What doesn't kill us can make us stronger. This step begins at the time of the abuse, whether you're just realizing it or not. You are alive. Despite what you've been forced to endure, today you give yourself credit for making it out of the ordeal. As you come to terms with this idea, you remember what it felt like to suffer at the hands of someone in a position of power. Remember all those feelings as if it were yesterday. Take time to grasp what you've been through and the strength you must've had all along to get to this point - your personal place in the recovery process. Be ready to be proud of yourself for the person you are. A survivor.
Escape
Now, separate these feelings you remember so vividly from your current situation. If you haven't always known it, you were turned into a victim. Molesters have an intricate way of "grooming" their prey. You're in the driver's seat now. Don't let yourself be consumed with past events. What happened to you then is no longer happening because you got away. Somehow, it stopped happening to you. You got away. You were either saved by someone else or you simply turned of age and got away on your own. Either way, you escaped a horrific situation and should appreciate it as an accomplishment. Give yourself a pat on the back.
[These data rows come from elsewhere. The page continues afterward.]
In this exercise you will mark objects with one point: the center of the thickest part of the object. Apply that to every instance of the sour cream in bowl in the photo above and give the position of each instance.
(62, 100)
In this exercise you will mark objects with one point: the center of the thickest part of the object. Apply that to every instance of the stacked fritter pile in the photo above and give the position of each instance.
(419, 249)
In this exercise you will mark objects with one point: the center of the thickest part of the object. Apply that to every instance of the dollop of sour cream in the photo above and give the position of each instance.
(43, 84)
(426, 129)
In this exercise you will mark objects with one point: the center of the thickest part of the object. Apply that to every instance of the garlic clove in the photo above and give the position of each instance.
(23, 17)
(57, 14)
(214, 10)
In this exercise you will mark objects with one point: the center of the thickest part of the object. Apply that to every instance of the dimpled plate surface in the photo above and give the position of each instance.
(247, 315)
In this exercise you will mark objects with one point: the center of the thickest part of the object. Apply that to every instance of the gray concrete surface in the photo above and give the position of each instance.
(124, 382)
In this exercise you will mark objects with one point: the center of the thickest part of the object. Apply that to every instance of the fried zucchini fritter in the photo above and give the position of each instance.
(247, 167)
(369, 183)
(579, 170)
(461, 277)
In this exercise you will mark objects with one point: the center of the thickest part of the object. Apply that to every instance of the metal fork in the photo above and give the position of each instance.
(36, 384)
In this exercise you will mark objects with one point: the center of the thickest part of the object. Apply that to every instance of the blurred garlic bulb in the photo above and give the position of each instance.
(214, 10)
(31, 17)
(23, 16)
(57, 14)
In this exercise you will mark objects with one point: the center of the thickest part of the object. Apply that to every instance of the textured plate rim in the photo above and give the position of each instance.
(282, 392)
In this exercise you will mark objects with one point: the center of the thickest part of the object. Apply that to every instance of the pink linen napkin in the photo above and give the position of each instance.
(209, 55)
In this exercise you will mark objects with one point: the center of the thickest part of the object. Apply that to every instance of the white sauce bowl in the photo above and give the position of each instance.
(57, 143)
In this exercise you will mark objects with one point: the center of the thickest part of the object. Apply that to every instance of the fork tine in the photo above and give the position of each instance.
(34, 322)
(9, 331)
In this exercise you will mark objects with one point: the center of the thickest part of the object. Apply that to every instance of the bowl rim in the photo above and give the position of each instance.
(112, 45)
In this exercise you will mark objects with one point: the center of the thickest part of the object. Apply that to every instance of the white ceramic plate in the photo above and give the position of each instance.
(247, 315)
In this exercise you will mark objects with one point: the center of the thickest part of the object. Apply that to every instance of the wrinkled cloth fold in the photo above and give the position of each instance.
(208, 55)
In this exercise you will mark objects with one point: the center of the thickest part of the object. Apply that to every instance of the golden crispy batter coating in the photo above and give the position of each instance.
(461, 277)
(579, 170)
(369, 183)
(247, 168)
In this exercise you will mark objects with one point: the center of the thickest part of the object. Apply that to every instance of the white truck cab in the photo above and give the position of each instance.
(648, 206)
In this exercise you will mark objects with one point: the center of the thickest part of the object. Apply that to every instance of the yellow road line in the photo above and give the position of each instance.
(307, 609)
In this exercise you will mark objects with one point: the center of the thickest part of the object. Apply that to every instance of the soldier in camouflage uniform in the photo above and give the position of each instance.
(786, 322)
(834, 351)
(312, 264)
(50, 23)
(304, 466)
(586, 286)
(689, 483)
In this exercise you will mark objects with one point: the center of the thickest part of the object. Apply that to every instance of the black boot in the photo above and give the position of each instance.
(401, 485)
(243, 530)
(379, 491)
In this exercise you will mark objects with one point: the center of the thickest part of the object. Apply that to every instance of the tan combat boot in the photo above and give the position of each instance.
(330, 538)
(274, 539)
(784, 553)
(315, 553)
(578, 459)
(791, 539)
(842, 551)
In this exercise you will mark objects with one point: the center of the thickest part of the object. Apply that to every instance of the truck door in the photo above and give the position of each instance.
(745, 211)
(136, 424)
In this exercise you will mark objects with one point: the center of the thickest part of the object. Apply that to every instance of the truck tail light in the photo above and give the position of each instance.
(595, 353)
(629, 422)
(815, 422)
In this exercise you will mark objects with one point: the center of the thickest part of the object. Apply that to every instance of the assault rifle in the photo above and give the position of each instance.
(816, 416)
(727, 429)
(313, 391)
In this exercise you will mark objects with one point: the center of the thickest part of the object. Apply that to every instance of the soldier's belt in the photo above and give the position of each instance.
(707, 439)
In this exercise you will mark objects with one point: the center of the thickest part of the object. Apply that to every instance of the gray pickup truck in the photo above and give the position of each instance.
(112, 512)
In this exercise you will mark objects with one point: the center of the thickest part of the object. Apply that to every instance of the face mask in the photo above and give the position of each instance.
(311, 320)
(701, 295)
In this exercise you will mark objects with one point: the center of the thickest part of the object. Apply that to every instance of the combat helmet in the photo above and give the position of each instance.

Allow yourself to feel confident and mature.
Get it out
The longer you kept the secrets, the harder it's become to "tell." If you haven't told anyone, confiding in others is a relief. You don't have to be specific, at this point, unless you want to. Start talking about it with friends, family, professionals or whomever you want. It may take longer to inform those closest to the situation. You were conditioned as a child to protect certain others from knowing what's happened. As more time goes by, it gets harder to confide because of the fear it will hurt them even more. Make it past this, because it's important to clear the air. You may think it's too late, but it's never too late.